# RS Geometry Question



## garbec (Mar 3, 2006)

My question is specific to the 51cm RS Geometry. This particular size has a relatively slack 71 degrees HT angle and considerably more fork rake at 53mm. How will this affect the way the bike handles? Also, I was looking at one in my lbs and measured the wheel base which was 99.4cm which seems long for a frame of that size. 

I realize the long wheel base will make the bike very stable and smooth. But putting the combination of all these together will the bike feel sluggish as to it's handling or will the increased rake offset the slack head tube and longish wheel base?

Thanks.


----------



## PJ352 (Dec 5, 2007)

garbec said:


> My question is specific to the 51cm RS Geometry. This particular size has a relatively slack 71 degrees HT angle and considerably more fork rake at 53mm. How will this affect the way the bike handles? Also, I was looking at one in my lbs and measured the wheel base which was 99.4cm which seems long for a frame of that size.
> 
> I realize the long wheel base will make the bike very stable and smooth. But putting the combination of all these together will the bike feel sluggish as to it's handling or will the increased rake offset the slack head tube and longish wheel base?
> 
> Thanks.


To some extent you've answered your question. The fairly slack HT angle along with the rake of 53 mm results in a trail in the high 50's - about 59 mm's, which I would catagorize as predictable rather than sluggish, but that's subjective. 

You're right that the combination lengthens the wheelbase, but that's consistent with the market segment the bike is targeted for. If you check the Specialized Roubaix's geo, you'll find it's very close, with a HTA of 72, rake of 49 and resultant trail of 57 mm's, for a 52 cm frameset. Wheelbase is very close as well. Serotta used a similar approach back in the 90's, so Cervelo isn't treading unchartered territory. 

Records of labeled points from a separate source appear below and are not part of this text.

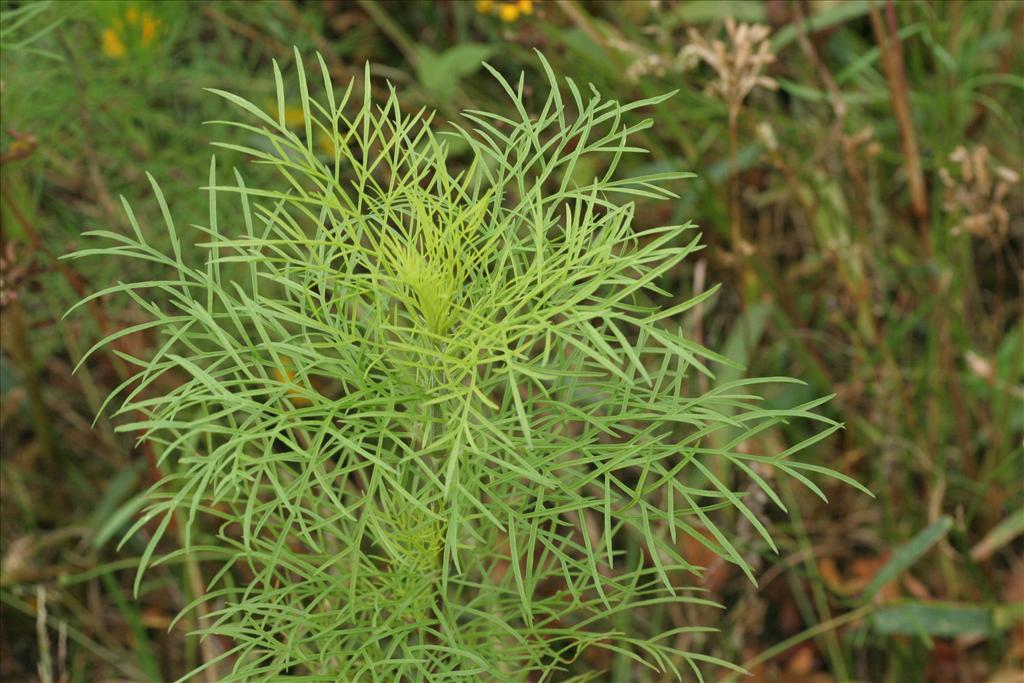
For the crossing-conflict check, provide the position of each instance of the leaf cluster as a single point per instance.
(422, 403)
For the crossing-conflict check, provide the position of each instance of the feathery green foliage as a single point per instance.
(424, 409)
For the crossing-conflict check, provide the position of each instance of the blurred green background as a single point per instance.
(859, 194)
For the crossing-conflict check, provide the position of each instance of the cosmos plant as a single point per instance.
(421, 400)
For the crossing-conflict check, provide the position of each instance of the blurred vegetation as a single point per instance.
(859, 190)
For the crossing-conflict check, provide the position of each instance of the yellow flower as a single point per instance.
(509, 12)
(134, 28)
(113, 45)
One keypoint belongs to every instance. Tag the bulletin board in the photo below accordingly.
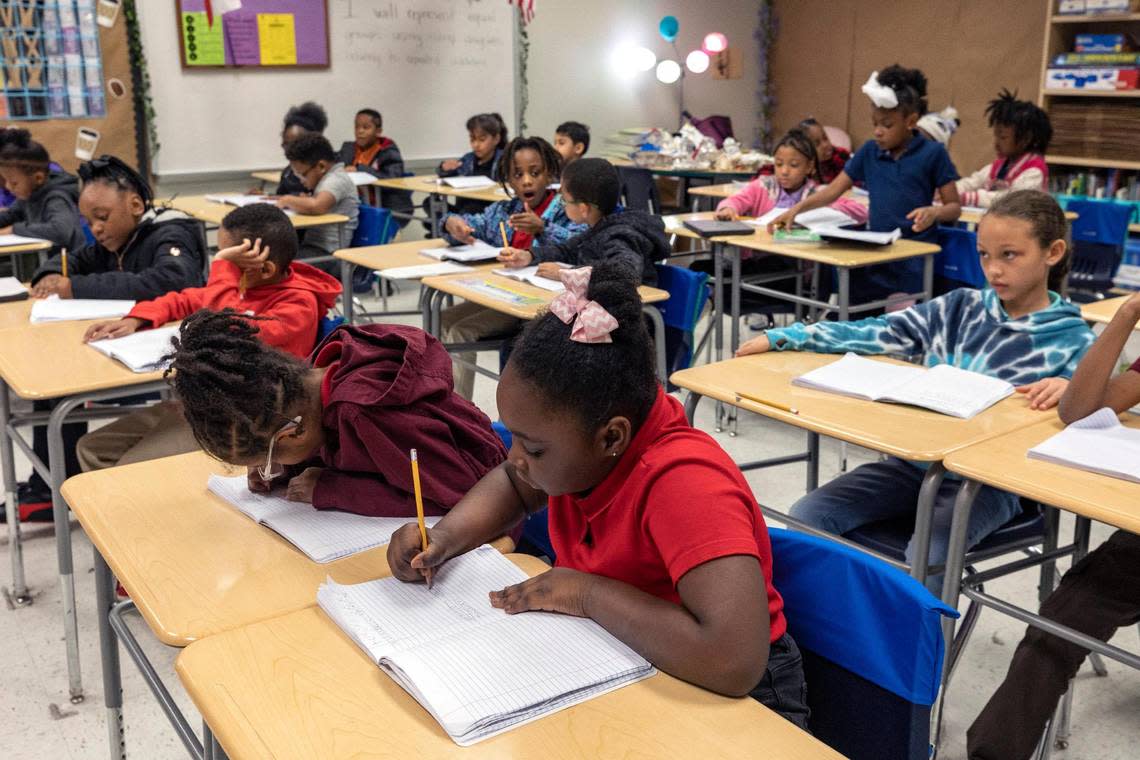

If you're coming from an R3 you might feel a slight difference in handling between the two, but whether or not it's sluggish will depend on your preferences, so I suggest test riding before commiting.


----------



## conejo_dan (Aug 9, 2010)

I have a 52cm 2010 Cervelo RS frameset. The slack HT 71 degree angle coupled with a 53mm rake in no way makes the bike handle sluggish. I just came off a Specialized Allez 54cm frameset and I think the handling is almost the same except maybe the RS is a little less stable on very slow uphill climbs; it tends to weave around a bit but is much stabler on downhills.

The benefit with the slacker HT angle is that there's no toe overlap. I thought the longer chainstays would influence the back of the bike handling but I don't sense anything unusual at all.

All time best handling geometry for me has got to be the Colnago c40... just a sweet balance between alert but super stable handling with a good measure of "tracking on rails" effect whereby the front wheel always feels like it naturally wants to center itself. Only thing is you have to steer with your body and not so much with your handlebars but that becomes intuitive after a while. Alas, the Colnago geometry doesn't fit my long femur, short torso body measurements too well =(.


----------



## dcl10 (Jul 2, 2010)

Contrary to popular belief wheelbase generally has very little to do with how a bike handles. It will decrease the turning radius, but at speed that is already limited by tire grip long before any differences can manifest themselves. Also in conjunction with certain other design features it can increase stability, but that is more a result of optimal weight distribution, and the effects can be dependent on fit. More important is the HT angle, fork rake, BB drop (which is pretty standard these days), as well as the front-center distance, which is not always proportional to the wheelbase. One thing to keep in mind is that you can always modify the handling characteristics by changing the fork. If you use a fork with a shorter axel-crown dimension you will effectively increase the HT angle, and would then be able to use a shorter rake to achieve a given trail, which would also reduce the overall wheelbase. That is if you do not wish to maintain the more stable handling characteristics with which the bike was originally designed, but by no means are you locked into a certain front end setup.


----------